Although some money market funds have no minimum investment requirement, most have one that is $500 or higher. (Most Vanguard funds have a $3,000 minimum. After the initial deposit, there’s usually no cap on the amount deposited or withdrawn, or on the number of transactions you can make. You have access to write checks, set up direct deposit, and, in certain situations, use ATMs.

Check the net expense ratio, which should be well below 0.25 percent. (Many funds temporarily waived expenses [PDF] during the pandemic, but fees have edged back up.)

Fidelity Money Market, for instance, charges 0.18 percent, or $1.80 per $1,000 invested. Compare expenses among money funds using the free Fund Analyzer sponsored by FINRA, the self-governing body of the investment industry.

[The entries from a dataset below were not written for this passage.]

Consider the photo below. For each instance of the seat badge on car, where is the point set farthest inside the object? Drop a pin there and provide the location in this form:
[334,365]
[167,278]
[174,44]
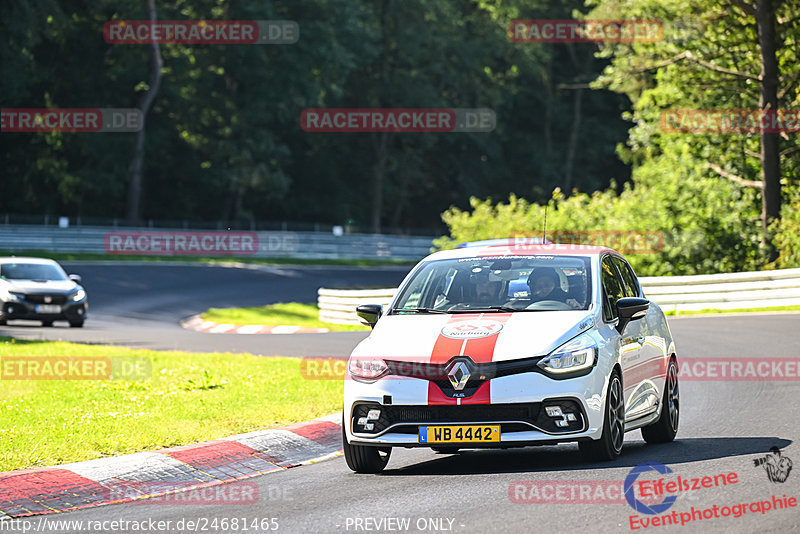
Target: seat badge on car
[459,375]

You Want Safety and Maximum Interest on Funds You Access Regularly

Online savings accounts are among the safest savings vehicles, with federal insurance covering up to $250,000 in deposits per holder, whether through a bank or a credit union. (A joint account with two holders is insured for up to $500,000.)

You can find the rates offered for these high-paying accounts on websites such as Deposit Accounts and Bankrate. (For both websites, scroll below the top listings, which are paid placements.) Check the minimum deposit, fees, and features, such as ATM access and check writing. And note the limitations, such as the number of free monthly withdrawals.

Additionally, you can check the rate history of the account on Deposit Accounts by clicking on the details box. According to Deposit Accounts founder and editor Ken Tumin, if the account has been open for a number of years, there’s less chance that the current APY is a teaser rate that will drop later.

Savings accounts and money market accounts both provide yields, but money market accounts have a few extra advantages and limitations. Similar to savings accounts, these are provided by banks and credit unions and are insured up to $250,000 per individual holder. Because they are investing your money in safe, short-term Treasury debt, institutions are able to offer higher rates on these accounts.

According to Tumin, you might get better rate stability in a money market account if you can deposit a sizeable sum there as opposed to an online savings account. This is due to the fact that certain money market accounts have higher rate tiers for balances over a predetermined threshold, like $25,000, and are less likely to subsequently adjust rates at those higher tiers.

Make sure the money market account has the features you need. As with online savings accounts, some banks may limit withdrawals or check writing. For example, Vio Bank Cornerstone Money Market Savings Account doesn’t offer check writing or an ATM/debit card.

Look through customer reviews at Deposit Accounts to learn about people’s experiences opening, keeping, and closing accounts. Take note of the bank’s financial standing as well, which Deposit Accounts evaluates using a range of recognized financial benchmarks. Even though the percentage of banks with poor ratings is very small and your savings are insured, staying away from D- or F-rated institutions could spare you headaches should you need to access your money in the event of a default.